Leakage in Adversarial Debiasing as a Consequence of a Multi-Directional Bias in Weight Space
LocationErasmus University, Mandeville Building, room T18-29B
Date and time
August 30, 2022
15:00 - 16:00
An increasing number of research acknowledges the problem of leakage in the adversarial debiasing framework. Leakage thereby refers to the detectability of the protected attribute in some allegedly debiased representations or predictions. We formally argue that leakage can be explained as a result of incomplete or improper debiasing if there exists a multi-directional bias in the weight space of the encoder, indicated by the gradients of potential adversaries.
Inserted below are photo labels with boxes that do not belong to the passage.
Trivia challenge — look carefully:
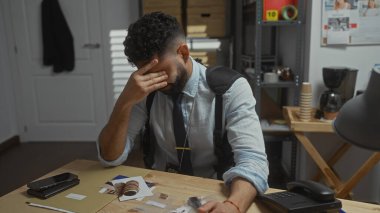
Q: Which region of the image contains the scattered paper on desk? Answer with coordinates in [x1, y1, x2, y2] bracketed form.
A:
[146, 200, 166, 209]
[65, 193, 87, 200]
[112, 176, 153, 201]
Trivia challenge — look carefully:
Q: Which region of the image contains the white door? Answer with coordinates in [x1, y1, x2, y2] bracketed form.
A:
[9, 0, 107, 141]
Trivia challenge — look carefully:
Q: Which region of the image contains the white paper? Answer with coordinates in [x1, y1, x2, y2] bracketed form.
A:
[112, 176, 153, 201]
[145, 200, 166, 209]
[65, 193, 87, 200]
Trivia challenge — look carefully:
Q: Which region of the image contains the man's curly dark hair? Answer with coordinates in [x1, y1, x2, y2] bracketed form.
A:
[123, 12, 184, 64]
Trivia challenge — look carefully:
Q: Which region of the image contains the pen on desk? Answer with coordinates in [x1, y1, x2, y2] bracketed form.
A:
[26, 202, 75, 213]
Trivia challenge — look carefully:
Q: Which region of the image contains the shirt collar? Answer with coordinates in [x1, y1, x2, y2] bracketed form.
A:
[183, 57, 200, 98]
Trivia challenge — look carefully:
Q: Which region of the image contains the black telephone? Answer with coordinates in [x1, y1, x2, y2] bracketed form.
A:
[257, 181, 342, 212]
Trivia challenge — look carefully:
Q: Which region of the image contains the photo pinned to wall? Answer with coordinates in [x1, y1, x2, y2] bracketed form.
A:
[321, 0, 380, 46]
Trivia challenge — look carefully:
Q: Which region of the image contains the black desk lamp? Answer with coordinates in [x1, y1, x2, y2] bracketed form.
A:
[333, 67, 380, 151]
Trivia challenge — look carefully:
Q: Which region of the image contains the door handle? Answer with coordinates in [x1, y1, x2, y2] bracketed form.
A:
[82, 43, 100, 49]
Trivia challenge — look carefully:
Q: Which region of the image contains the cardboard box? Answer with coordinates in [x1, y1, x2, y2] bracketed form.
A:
[187, 0, 225, 7]
[143, 0, 181, 8]
[143, 7, 182, 25]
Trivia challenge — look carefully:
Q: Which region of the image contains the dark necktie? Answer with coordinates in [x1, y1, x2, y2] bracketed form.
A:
[172, 93, 193, 175]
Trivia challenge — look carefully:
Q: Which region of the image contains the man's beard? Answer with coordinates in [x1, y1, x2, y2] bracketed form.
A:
[161, 62, 189, 95]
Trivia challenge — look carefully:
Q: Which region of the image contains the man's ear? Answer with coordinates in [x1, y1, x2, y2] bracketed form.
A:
[177, 43, 190, 62]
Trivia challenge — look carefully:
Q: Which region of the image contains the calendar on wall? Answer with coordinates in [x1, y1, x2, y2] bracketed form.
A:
[321, 0, 380, 46]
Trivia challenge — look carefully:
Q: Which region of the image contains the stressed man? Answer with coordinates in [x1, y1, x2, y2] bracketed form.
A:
[98, 12, 268, 212]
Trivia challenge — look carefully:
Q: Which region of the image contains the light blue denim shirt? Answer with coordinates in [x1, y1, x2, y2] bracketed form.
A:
[98, 59, 268, 193]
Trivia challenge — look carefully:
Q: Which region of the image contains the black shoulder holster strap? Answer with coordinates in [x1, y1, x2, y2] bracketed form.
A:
[141, 92, 156, 169]
[142, 66, 243, 180]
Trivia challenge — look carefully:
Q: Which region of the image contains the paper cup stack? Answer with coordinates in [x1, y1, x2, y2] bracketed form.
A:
[299, 82, 312, 121]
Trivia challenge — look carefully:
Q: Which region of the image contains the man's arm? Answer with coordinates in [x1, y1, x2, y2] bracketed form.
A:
[199, 79, 268, 213]
[99, 59, 168, 161]
[198, 177, 257, 213]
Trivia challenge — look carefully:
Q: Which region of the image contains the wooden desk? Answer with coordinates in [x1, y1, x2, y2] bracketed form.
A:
[0, 160, 380, 213]
[283, 107, 380, 198]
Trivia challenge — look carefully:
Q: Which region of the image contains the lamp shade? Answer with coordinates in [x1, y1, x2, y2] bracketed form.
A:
[333, 68, 380, 151]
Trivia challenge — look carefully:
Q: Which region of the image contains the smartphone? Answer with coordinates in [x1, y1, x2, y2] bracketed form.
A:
[27, 172, 78, 191]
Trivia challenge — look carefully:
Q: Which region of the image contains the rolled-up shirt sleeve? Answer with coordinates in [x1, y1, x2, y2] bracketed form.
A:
[96, 100, 147, 167]
[223, 78, 269, 193]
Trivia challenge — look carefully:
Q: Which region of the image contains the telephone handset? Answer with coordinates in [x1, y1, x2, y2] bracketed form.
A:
[257, 181, 342, 212]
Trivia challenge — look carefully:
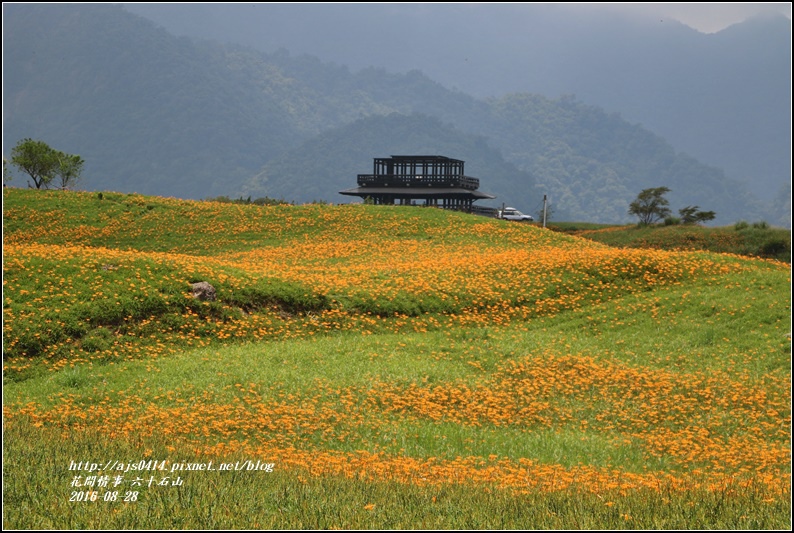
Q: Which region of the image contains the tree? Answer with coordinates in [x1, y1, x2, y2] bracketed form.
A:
[55, 152, 85, 189]
[678, 205, 717, 224]
[629, 187, 670, 224]
[11, 139, 84, 189]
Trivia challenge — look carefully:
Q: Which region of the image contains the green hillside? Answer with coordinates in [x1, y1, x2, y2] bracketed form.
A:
[549, 221, 791, 264]
[3, 4, 772, 224]
[3, 188, 791, 529]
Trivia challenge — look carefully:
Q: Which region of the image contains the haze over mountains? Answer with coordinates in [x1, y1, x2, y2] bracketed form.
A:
[3, 4, 791, 225]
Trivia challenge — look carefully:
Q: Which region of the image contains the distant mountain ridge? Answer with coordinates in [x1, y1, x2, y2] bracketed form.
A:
[122, 3, 791, 206]
[3, 4, 777, 223]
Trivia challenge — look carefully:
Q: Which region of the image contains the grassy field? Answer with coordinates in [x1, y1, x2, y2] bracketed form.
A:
[549, 221, 791, 264]
[3, 189, 791, 529]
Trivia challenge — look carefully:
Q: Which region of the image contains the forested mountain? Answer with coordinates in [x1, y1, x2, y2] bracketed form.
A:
[3, 4, 779, 223]
[127, 3, 791, 206]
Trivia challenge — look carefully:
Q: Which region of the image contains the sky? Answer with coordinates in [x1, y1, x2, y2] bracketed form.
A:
[572, 2, 791, 33]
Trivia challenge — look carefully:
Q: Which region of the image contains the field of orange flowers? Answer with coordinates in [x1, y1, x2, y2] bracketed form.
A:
[3, 189, 791, 527]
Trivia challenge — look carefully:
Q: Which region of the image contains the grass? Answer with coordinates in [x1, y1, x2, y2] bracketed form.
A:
[549, 221, 791, 264]
[3, 190, 791, 529]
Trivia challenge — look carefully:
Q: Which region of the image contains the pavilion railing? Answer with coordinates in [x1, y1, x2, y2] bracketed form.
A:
[358, 174, 480, 191]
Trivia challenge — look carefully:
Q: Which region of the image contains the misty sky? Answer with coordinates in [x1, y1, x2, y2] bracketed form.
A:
[592, 2, 791, 33]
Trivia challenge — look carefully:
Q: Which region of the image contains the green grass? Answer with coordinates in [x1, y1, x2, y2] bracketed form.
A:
[3, 425, 791, 530]
[549, 222, 791, 263]
[3, 190, 791, 530]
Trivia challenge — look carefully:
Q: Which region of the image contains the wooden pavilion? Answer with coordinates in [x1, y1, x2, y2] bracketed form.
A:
[339, 155, 496, 212]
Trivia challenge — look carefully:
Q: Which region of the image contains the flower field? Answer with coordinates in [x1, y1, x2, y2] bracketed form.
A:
[3, 189, 791, 529]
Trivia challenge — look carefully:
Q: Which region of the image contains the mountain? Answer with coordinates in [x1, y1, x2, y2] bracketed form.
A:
[3, 4, 776, 223]
[243, 113, 542, 213]
[122, 3, 791, 204]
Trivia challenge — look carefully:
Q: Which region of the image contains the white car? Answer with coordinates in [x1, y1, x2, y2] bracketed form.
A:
[499, 207, 535, 222]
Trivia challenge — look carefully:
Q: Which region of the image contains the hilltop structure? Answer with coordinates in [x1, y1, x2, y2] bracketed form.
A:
[339, 155, 496, 212]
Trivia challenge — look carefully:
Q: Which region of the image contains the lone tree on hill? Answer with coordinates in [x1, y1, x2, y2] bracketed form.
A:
[678, 205, 717, 224]
[629, 187, 670, 225]
[11, 139, 85, 189]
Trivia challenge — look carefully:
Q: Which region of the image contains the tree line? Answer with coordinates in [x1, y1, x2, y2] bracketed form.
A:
[629, 187, 717, 225]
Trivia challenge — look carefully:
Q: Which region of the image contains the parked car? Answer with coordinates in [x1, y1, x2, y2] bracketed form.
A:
[499, 207, 535, 222]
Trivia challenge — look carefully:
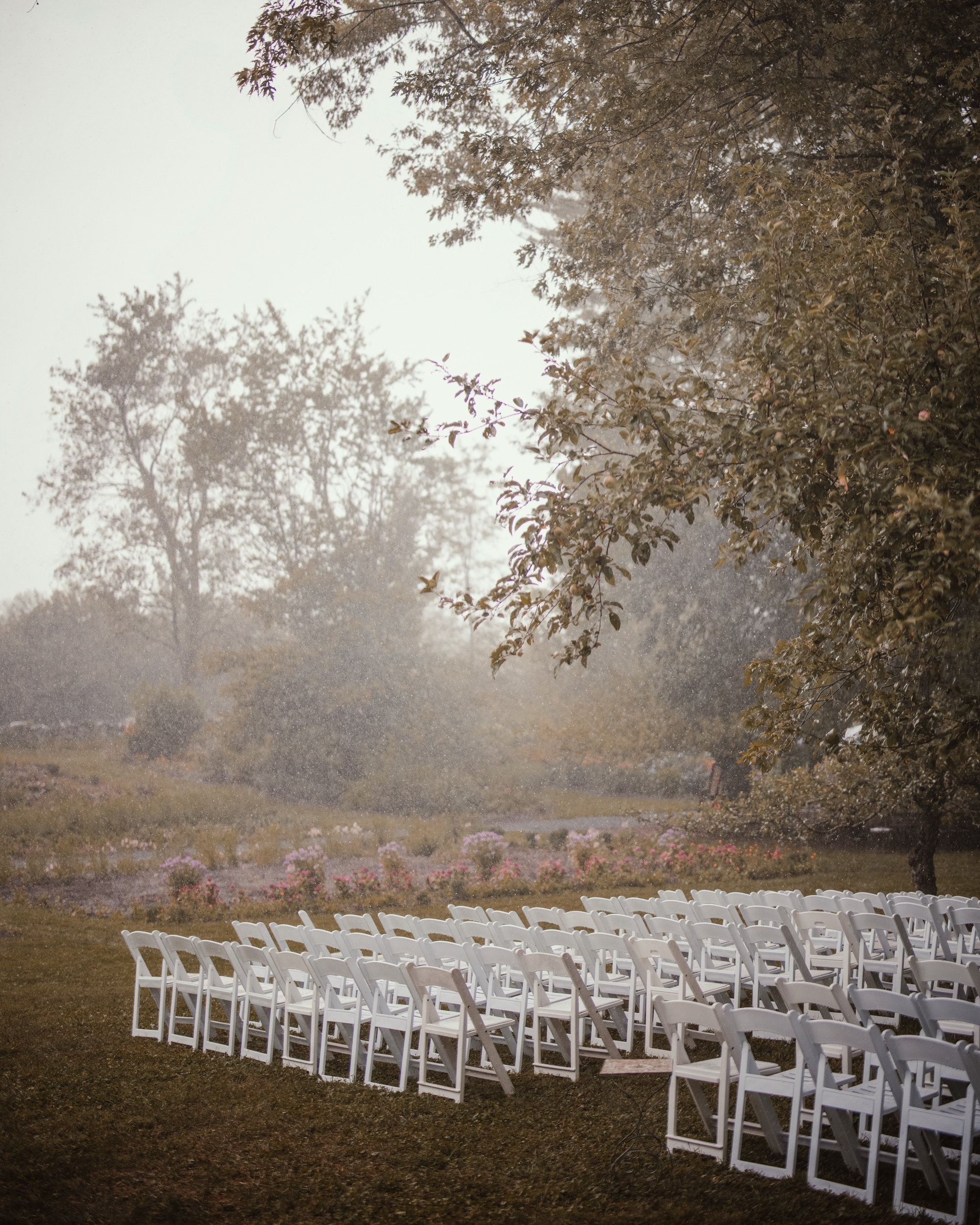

As a solution, we propose proper multi-directional debiasing that builds on the mutual orthogonalization of the involved adversary gradients. We also investigate possible extensions that attempt to reduce the number of imposed directional restrictions in the encoder weight space or explore the weight space more holistically by encouraging diversity among the adversaries in an ensemble. Our experiments based on benchmark data and synthetic data indicate that our proposed method consistently outperforms a naive ensemble approach in terms of fairness and leakage. We also find that reducing the number of imposed restrictions improves the leakage and fairness results, whereas encouraging diversity among ensemble members leads to a dramatic deterioration in performance along several dimensions.